オールの誘いを断って、あたしは終電間際の下り電車に飛び乗った。扉が閉まる。手すりに掴まり弾んだ息を整える。スーツ姿の酔客で賑わう車内。ゴウゴウゴウ、車窓を流れる光の粒子。ゴウゴウゴウ、車内を反射する窓にじゃれあう二人。ゴウゴウゴウ、ゴウゴウゴウ。溜め息はアルコールの臭いがした。
吉祥寺の街は終わりが見えないくらいに輝いてた。
キラキラのネオン。はしゃぐ集団。客引きのオニイサン。居酒屋の呼び込み。ラーメン屋さん。溢れかえる、人。ヒト。ひと。あたしは結んだ髪をほどいて胸元のボタンをひとつ外した。たったこれだけのことで退屈な日常を忘れることが出来るから。
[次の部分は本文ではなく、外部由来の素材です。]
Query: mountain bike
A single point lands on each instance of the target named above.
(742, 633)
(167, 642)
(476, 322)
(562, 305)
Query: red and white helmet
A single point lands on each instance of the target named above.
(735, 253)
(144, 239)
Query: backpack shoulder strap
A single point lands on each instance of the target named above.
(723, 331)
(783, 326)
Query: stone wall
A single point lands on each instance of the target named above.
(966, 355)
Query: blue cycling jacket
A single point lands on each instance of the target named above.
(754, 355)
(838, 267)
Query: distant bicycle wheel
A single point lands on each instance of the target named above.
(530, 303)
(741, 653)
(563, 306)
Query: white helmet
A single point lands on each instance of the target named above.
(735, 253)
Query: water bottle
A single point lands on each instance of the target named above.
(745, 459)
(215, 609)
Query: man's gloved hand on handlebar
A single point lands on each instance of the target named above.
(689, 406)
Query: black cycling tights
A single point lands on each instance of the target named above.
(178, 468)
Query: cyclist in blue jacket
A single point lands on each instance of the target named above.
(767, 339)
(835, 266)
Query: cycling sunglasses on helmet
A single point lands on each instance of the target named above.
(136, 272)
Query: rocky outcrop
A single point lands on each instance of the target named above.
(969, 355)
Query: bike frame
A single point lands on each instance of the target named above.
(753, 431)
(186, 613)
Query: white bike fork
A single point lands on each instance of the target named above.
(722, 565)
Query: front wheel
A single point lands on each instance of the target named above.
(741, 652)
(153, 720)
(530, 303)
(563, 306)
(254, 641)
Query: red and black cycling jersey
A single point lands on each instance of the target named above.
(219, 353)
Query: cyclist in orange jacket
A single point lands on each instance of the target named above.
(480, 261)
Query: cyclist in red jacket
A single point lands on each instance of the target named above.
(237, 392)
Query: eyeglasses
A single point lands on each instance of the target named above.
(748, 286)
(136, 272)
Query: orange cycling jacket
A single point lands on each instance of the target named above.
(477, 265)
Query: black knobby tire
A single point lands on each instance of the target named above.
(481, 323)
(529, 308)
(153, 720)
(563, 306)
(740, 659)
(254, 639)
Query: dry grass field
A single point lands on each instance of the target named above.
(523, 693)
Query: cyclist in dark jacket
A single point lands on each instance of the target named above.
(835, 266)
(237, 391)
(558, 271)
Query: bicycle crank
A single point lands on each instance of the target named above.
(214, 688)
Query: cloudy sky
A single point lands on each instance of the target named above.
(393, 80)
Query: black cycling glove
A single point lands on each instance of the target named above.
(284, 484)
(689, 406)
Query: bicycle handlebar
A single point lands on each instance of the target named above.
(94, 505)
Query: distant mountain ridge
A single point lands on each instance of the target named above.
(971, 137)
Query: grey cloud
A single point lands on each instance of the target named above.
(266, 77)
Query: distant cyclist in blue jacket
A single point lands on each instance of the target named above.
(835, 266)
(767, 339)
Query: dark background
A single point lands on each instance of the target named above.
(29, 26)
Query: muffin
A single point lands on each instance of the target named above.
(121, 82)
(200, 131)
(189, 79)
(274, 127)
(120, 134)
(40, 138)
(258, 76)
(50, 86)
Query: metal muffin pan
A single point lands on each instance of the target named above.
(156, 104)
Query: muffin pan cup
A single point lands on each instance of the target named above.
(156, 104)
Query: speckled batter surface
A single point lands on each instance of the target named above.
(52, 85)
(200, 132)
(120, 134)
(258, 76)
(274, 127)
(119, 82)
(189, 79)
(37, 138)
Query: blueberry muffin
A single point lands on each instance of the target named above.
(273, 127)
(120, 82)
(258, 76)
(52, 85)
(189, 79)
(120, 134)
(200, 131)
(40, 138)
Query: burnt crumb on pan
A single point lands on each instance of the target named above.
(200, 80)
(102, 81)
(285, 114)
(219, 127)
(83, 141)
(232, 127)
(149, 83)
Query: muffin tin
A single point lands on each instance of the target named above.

信号待ちで声を掛けられた。青になって歩き出す。背中に舌打ち。あたしは髪を掻き上げる。一瞬、胸に沸き上がったモヤモヤは人波をかき分けて行くうちに消えていった。
ヨドバシ裏。繁華街。追い掛けてくるいつもの視線。あたしも何だか慣れたものだ。裏通り。雑居ビルの、店内の見えない鉄扉。
あたしはゆっくり扉を開いた。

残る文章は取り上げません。